A game like this though is inherently a game about consequence. You’re diverted into certain design patterns by the nature of the adjacency mechanism, and part of the fun of that is that what emerges at the final stages should be a kind of end-exam for the result of our continual compromises.

Look at a castle in Mad King Ludwig. I bet you can invent a realty cool and funny story about who lives there. I bet you can spin a funny joke about the social awkwardness that must come from having a drawing room where people are continually walking in with dirty underwear. But that’s the thing. You need to make that up yourself.

In Suburbia, by comparison, I think the game systems ensure that a funny story emerges from the low level interaction of the systems. Why did you build a slaughterhouse right next to the office blocks? Why does your city have fifteen residences and no schools? Why is the university right in the middle of farmland? And in every case it’s a result of complex network effects that create the story context for compromise. ‘We can’t afford a school, because we built a fancy restaurant and then Shelbyville spent the rest of the game placing McDonalds franchises everywhere’. ‘We have fifteen residences, each with its own gas station, because that was the short term thing we needed to do to pull the city out of deficit’. You can imagine, rather than invent, the hustings where the mayor has to explain all this before a critical recall vote.

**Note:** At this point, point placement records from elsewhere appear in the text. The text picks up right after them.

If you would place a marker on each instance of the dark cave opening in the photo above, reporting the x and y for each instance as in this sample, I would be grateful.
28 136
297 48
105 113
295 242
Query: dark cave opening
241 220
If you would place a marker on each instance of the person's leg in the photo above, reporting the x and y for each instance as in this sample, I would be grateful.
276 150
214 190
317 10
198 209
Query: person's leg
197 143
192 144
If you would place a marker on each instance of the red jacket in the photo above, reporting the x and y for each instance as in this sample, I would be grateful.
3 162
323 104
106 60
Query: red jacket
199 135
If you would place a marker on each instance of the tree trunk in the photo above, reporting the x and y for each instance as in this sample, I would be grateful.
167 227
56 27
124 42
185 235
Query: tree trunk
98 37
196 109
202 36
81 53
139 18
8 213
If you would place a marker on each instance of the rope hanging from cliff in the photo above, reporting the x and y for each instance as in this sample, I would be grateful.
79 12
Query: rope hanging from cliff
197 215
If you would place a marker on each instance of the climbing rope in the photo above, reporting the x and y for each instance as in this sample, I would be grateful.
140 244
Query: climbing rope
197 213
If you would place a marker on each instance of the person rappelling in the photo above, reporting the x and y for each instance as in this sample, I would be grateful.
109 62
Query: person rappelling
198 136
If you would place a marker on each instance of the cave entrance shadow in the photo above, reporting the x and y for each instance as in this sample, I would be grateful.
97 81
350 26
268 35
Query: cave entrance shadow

But in Castles of Mad King Ludwig, when you make the critical path from the foyer to the dining room pass through a basement crypt… there’s nothing that it really tells you about consequence because consequence here is only a tile away. It lacks context, and because it lacks context it’s bereft of deeper meaning.

Just a castle somewhere

But this is the kind of thing that someone like me fixates on to address the minutiae of distinction in game reviews. I’m not rating this as high as Suburbia, and my job is to explain to you, the reader, why that is. Meeple Like Us reviews are often part commercial guidance and part lecture on game design. None of these criticisms should at all resolve into the conclusion that Castles of Mad King Ludwig isn’t fun, because it is. It’s maybe even actually a touch more casually enjoyable than Surburbia because of the things I’ve outlined in this review. Still though, Castles of Mad King Ludwig needs me to work for the comedy table-talk and Suburbia gives me it for free. For a lazy man like myself, that’s easily enough to justify the score disparity.